ADICT at the Population Level
In the above analyses, we studied gene-wise evolutionary conservation using inter-species divergence data, which capture the accumulated impact of purifying selection in the long-term. This can be more powerful than estimates of evolutionary conservation based on intra-species polymorphism, because the latter reflects the impact of negative selection only in the short-term. Still, work on human data within the last decade has suggested that age-related variation in purifying selection can shape functional polymorphism levels (Rodríguez et al. 2017). This motivated us to study the conservation difference between old-biased and young-biased genes at the population level in mice. For this, we utilized publicly available population genetics data from seven different wild populations of house mice from North America and Europe, and calculated gene-wise Tajima's D scores, where negative values indicate an excess of singletons, which can be caused by purifying selection. We then compared young-biased and old-biased genes identified in the mice astrocyte dataset, which revealed a modest difference, with young-biased genes showing a trend of lower Tajima's D values (i.e. more singletons) than old-biased genes (Fig. S8). Using young-biased and old-biased genes calculated using cerebellum and hypothalamus data and Tajima's D values calculated using combining all populations, we found a statistically significant difference (Mann–Whitney U test P-values < 0.05) in both regions (Fig. S8). We also observed statistically significant lower values in young-biased genes for Florida, New Hampshire/Vermont, and Virginia populations for cerebellum and Florida population for hypothalamus, with the rest of the comparisons not reaching statistical significance (Fig. S8). This suggests that the ADICT effect can also be captured at the population level, although the signal is weaker compared to using inter-species conservation metrics.
Discussion
Our results indicate ADICT as a common phenomenon across diverse metazoan taxa with classical senescence patterns, i.e. increased mortality with age. Lower conservation of old-biased genes was previously reported in primate and rodent tissues (Somel et al. 2010; Jia et al. 2018; Turan et al. 2019), as well as whole-body transcriptomes of Diptera (Cheng and Kirkpatrick 2021). We now add birds and fruit flies to the list of taxa in which ADICT has been observed at the tissue level. Interestingly, we also observe low sequence conservation among old-biased genes in three tissues of the extreme long-lived naked-mole rat, even though the lack of biological replication in this dataset means that this result is only tentative. Together, our findings support a widespread role of the selection shadow, or drift, in shaping organismal senescence.

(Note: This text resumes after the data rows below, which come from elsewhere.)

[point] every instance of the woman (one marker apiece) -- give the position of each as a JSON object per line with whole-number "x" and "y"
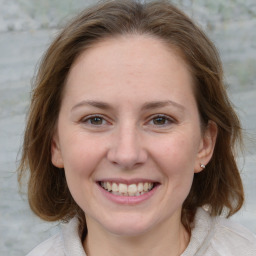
{"x": 131, "y": 138}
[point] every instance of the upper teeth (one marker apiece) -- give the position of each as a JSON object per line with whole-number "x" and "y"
{"x": 124, "y": 189}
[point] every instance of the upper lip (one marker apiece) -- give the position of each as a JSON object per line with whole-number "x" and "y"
{"x": 127, "y": 181}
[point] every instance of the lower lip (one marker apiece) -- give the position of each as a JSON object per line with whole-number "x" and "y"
{"x": 128, "y": 200}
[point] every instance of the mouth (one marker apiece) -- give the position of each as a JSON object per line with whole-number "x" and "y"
{"x": 121, "y": 189}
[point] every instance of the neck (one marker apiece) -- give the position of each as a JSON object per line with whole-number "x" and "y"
{"x": 167, "y": 239}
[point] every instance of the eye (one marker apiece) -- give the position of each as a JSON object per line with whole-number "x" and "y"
{"x": 161, "y": 120}
{"x": 94, "y": 120}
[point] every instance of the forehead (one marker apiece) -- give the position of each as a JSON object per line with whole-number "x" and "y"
{"x": 129, "y": 64}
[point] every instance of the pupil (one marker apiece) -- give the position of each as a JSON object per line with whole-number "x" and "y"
{"x": 96, "y": 120}
{"x": 159, "y": 120}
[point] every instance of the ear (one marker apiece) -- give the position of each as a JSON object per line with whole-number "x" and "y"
{"x": 57, "y": 160}
{"x": 206, "y": 147}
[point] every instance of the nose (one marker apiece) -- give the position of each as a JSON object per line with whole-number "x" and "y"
{"x": 126, "y": 149}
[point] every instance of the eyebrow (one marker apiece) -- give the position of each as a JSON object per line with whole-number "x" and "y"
{"x": 96, "y": 104}
{"x": 161, "y": 104}
{"x": 145, "y": 106}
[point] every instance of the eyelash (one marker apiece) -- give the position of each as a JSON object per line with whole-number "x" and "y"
{"x": 164, "y": 117}
{"x": 88, "y": 120}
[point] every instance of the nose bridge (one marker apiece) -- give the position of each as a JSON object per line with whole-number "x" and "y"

We further show that average transcriptome conservation levels are highly variable between different cell types, at least in the mouse. This result echoes observations on varying conservation levels among mammalian tissues (Khaitovich et al. 2005; Kryuchkova-Mostacci and Robinson-Rechavi 2015). Neurons show highest transcriptome conservation among the 44 mouse cell types analyzed here, which parallels strong conservation of brain-expressed genes observed in these earlier studies, possibly due to sensitivity of neural cells to proteotoxicity (Drummond and Wilke 2008). Immune cells tend to show weak conservation, which may be partly attributable to the relatively high rates of positive selection pressure on immune-related genes [e.g. The Chimpanzee Sequencing and Analysis Consortium 2005]. Although these results are not surprising, they point to the difficulty in interpreting ageing-related transcriptome changes and ADICT signals at the bulk tissue and/or whole body level, given ageing-related changes in cell type composition with age [e.g. (Tabula Muris Consortium 2020)].
Our third main finding is that ADICT may prevail at the cell type level at least as widely as at the bulk-tissue level. We show this using enriched astrocyte transcriptomes, as well as single-cell RNA sequencing data from six tissues in mice. Importantly, here we are assuming that cell types are sufficiently homogeneous, their identities are accurately defined, and these characteristics are not affected by ageing. With this note of caution, and the fact that we have analyzed single-cell data from only a single species, our results suggest that previously identified ADICT patterns are not solely driven by cell type composition changes. In addition, we find that even though immune-related genes contribute to ADICT, the ADICT pattern is not exclusive to immune cells. We thus believe that the evidence we present here, together with earlier work, marks a major presence of ADICT in metazoan ageing. However, two main questions remain.
The first involves the causal role of ADICT in organismal senescence. In other words, does the high expression of low-conserved genes compromise fitness? This can be addressed by selection experiments, by comparing species pairs which have recently evolved differences in lifespan, as well as by studying species with constant or decreasing mortality with age (Jones et al. 2014; Cohen 2018). We predict that the evolution of a constant or decreasing mortality curve, or longevity, should lead to increasing purifying selection on old-biased genes, which should be measurable using standard transcriptome experiments.
This has been exactly what Harrison and colleagues have observed: higher protein sequence conservation among old-biased genes in ant queens (Harrison et al. 2021). However, it remains possible that age-related changes in cell type composition (e.g. increasing proportion of reproductive tissue) could underlie the observed signal in that study. Intriguingly, three tissues of the naked-mole rat that we analyze here show expression patterns consistent with ADICT, even though this dataset suffers from lack of biological replication. We believe that continuing this line of work with improved sampling could be highly illuminating with respect to the causal role of mutation accumulation in the evolution of ageing. We also note that the presence of ADICT in model organisms in ageing research, including the mouse, killifish and fruit fly, opens up the possibility of studying ADICT in longevity selection experiments.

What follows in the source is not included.